Learn about diuretics, a type of medicine that can lower your blood pressure and slow down kidney damage.
Medically reviewed by
AKF's Medical Advisory Committee
Last updated
February 12, 2024

What are diuretics?

Diuretics are medicines that lower your blood pressure, remove extra fluid from your body, and help your kidneys get rid of salt and water. They are also called water pills.  

Diuretics are used for people with: 

  • High blood pressure 
  • Heart failure 
  • Kidney disease 
  • Liver disease 
  • Fluid buildup in their bodies 

What are the types of diuretics?

Thiazide diuretics, examples include: 

  • Hydrochlorothiazide 
  • Chlorthalidone 
  • Chlorothiazide 
  • Indapamide 
  • Metolazone 

Loop diuretics, examples include: 

  • Furosemide 
  • Bumetanide 
  • Ethacrynic acid 
  • Torsemide 

Potassium-sparing diuretics, examples include: 

  • Amiloride 
  • Triamterene 
  • Eplerenone 
  • Spironolactone

How do diuretics slow down the damage to my kidneys?

Diuretics can slow down the damage to your kidneys by lowering your blood pressure.
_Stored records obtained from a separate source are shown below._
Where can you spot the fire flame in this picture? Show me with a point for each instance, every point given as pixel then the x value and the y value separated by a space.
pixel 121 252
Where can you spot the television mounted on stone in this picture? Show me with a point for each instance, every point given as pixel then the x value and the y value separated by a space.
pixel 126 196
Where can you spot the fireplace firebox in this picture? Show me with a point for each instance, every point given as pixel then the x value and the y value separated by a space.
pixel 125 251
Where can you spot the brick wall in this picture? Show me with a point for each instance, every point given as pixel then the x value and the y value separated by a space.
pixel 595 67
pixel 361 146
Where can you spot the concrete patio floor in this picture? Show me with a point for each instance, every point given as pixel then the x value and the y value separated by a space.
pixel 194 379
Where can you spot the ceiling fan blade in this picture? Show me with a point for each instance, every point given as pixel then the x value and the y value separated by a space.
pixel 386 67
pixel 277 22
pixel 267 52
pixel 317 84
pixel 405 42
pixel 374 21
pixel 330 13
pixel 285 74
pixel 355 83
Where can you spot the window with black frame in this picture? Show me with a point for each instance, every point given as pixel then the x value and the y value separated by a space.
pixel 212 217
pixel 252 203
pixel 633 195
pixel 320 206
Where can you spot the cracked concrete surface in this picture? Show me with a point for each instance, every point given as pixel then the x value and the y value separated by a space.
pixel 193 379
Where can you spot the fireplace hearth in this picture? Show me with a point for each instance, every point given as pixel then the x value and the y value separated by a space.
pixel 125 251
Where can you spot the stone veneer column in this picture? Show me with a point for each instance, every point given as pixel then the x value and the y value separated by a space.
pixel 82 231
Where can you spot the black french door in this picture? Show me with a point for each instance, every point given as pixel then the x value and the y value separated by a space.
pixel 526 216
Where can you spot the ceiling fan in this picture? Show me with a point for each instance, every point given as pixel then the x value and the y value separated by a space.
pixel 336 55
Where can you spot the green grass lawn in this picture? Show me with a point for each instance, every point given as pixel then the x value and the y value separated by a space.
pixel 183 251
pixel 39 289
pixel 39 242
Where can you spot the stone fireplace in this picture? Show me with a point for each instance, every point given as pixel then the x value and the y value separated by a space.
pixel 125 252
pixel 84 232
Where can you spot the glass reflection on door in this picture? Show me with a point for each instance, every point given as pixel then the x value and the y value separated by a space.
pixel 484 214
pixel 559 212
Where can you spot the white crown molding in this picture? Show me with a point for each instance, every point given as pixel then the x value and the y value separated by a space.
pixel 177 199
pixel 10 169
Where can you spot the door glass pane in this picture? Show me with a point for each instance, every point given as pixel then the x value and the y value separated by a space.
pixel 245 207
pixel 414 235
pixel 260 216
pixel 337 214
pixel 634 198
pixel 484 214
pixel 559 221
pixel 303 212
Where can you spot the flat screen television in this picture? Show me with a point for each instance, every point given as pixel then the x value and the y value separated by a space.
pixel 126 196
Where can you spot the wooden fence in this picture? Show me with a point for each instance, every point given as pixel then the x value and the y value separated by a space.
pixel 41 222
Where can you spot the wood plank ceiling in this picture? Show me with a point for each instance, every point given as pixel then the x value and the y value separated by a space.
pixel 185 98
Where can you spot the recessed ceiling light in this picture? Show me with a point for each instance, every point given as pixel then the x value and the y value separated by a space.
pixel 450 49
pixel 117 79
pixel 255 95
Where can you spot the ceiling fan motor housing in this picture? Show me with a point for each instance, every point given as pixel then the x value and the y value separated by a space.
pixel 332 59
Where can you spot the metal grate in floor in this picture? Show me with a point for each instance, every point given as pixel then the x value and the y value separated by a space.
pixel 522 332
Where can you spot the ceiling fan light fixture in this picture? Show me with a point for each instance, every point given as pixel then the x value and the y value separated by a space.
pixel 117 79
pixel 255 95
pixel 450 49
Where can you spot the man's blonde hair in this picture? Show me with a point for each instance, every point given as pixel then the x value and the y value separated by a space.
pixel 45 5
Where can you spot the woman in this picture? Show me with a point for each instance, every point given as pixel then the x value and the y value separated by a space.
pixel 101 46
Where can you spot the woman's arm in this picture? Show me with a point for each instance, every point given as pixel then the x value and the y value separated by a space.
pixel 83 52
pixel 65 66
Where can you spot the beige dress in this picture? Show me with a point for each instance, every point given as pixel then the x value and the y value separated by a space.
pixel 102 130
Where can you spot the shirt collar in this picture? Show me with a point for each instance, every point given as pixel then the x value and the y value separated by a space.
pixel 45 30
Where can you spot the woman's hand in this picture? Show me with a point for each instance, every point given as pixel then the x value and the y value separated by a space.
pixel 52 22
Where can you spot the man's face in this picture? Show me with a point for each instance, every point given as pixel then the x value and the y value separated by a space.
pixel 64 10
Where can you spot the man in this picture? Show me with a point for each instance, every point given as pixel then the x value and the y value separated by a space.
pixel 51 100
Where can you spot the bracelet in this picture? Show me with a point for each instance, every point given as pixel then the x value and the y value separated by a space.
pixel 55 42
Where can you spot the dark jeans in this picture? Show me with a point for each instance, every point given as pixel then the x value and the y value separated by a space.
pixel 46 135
Here is how this works: 

  1. Kidney disease can cause your body to hold on to salt and water, which can raise your blood pressure. 
  2. High blood pressure can damage the blood vessels in your kidneys, causing them to not work as well. 
  3. Diuretics help your body get rid of extra salt and water from your blood.  
  4. This lowers the amount of fluid flowing through your blood vessels, which lowers your blood pressure. 

 

The 3 types of diuretics work slightly differently. They all help your kidneys get rid of extra salt and water through your urine, but can have other different effects: 

  • Thiazide diuretics work on the part of the kidneys that handle potassium and calcium; they cause you to lose more potassium in the urine and hold on to calcium in the blood.  
  • Loop diuretics help a specific part of your kidney, called the loop of Henle, get rid of extra salt and water from your body; these medications cause the most salt and water to pass into the urine and also cause you to lose potassium in the urine 
  • Potassium-sparing diuretics help your kidneys get rid of extra salt and water through your urine (pee), but without losing too much potassium. 

What are some common side effects of diuretics?

Some common side effects of diuretics include: 

  • Urinating (peeing) more often 
  • Feeling dizzy 
  • Headaches 
  • Low potassium, which can cause weakness or muscles cramps 

 

It is important to talk to your healthcare provider about medication and medication management questions you have.